Some notes on adding exposed statistics to a (Go) program
As a slow little project for the past while, I have been adding some accessible statistics to my sinkhole SMTP server, using Go's expvar package. This has resulted in me learning lessons both about expvar in specific and the process of adding statistics in general.
My big learning experience is going to sound fairly obvious and trite: I only really figured out what statistics I wanted to expose through experimentation. I started out with the idea that counting some obvious things would be interesting (and to a certain extent they were), but I created many of the lot of stats by a process of looking at the current set and realizing that there was information I wanted to know or questions that I wanted answered that were not covered by existing things I was exposing. Sometimes trying to use the initial version of statistic showed me that it was too broad or needed some additional information in order to be useful.
The corollary to this is that what statistics you'll want depends in large part on what questions are interesting and informative for you, which depends on how you're using the program. A lot of my stats are focused on anti-spam related issues, because that's how I'm using my sinkhole SMTP server. Someone using it to collect email from a collection of nodes and tests might well want a significantly different set of statistics. This does make adding stats to a theoretically general program a somewhat tricky thing; I have no good answers to this currently.
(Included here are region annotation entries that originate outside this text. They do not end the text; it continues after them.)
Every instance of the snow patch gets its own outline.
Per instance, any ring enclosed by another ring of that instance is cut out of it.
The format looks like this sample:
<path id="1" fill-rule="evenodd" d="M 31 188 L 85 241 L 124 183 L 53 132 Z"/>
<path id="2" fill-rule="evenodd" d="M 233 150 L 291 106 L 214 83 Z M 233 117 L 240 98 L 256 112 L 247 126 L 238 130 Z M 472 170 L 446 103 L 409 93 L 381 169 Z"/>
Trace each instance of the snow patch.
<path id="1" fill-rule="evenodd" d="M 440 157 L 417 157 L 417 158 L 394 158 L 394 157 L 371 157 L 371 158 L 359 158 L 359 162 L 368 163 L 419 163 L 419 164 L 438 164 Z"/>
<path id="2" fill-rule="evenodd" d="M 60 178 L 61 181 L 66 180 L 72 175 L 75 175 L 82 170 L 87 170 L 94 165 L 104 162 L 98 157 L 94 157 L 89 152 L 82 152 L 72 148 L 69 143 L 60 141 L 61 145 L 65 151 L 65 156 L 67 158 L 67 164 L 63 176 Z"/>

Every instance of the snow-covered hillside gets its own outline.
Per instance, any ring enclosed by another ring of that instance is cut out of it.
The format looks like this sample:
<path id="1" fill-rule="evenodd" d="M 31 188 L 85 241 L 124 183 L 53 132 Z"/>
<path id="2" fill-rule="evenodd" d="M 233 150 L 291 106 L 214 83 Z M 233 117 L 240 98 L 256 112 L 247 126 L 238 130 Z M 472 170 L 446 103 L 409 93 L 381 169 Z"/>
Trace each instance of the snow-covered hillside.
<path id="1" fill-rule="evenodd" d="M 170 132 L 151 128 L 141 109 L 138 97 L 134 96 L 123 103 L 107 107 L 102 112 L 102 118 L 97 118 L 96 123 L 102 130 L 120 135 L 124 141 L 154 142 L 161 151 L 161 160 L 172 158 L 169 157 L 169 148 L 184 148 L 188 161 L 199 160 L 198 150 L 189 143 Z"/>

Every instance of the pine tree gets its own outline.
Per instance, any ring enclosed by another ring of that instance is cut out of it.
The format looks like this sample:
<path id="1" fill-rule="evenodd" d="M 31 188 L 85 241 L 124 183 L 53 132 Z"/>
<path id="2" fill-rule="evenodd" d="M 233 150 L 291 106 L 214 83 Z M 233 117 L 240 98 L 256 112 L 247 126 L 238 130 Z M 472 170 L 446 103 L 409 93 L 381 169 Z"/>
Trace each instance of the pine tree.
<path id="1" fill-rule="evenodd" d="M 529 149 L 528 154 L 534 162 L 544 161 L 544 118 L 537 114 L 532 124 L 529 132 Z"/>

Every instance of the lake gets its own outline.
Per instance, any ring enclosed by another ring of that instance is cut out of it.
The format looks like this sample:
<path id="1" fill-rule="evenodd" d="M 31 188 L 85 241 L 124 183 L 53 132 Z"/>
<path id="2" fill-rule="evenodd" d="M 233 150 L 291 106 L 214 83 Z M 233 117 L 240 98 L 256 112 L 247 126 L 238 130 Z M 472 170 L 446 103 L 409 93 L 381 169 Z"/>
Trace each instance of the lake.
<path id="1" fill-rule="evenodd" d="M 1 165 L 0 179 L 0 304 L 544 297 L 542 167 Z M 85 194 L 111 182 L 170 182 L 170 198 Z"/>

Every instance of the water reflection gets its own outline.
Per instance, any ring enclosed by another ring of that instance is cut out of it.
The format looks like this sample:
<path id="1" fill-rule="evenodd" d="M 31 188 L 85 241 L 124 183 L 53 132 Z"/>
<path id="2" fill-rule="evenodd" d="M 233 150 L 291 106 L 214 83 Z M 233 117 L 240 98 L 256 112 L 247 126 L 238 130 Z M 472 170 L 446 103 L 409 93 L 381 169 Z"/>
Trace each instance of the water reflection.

(I have not tried to be particularly general in my current set of stats. Since this has been an experiment to play around with the idea, I've focused on making them interesting to me.)
Just exporting statistics from a program is less general than pushing
events and metrics into a full time series based metrics system,
expvar package and a few other tools like
jq makes it
much easier to do the former (for a start, I don't need a metrics
system). Exporting statistics is also not as comprehensive as having
an event log or the like. Since I do sort of have an event log,
I've chosen to view my
expvar stats as being an on-demand summary
of it, one that I can look at without having to actively parse the
log to count things up.
And on another obvious note, putting counters and so on in a hierarchical namespace is quite helpful for keeping things comprehensible and organized. To some extent a good hierarchy can substitute for not being able to come up with great names for individual statistics. And sometimes you have data with unpredictable names that has to be confined to a namespace.
(For instance, I track DNS blocklist hit counts. The names of DNS
blocklists are essentially arbitrary, so I put the whole set of
stats into a
dnsbl_hits namespace. And because the expvar
package automatically publishes some general Go stats on things
like your program's memory usage, I put all of my stats under a
top-level name so it's easy to pick them out.)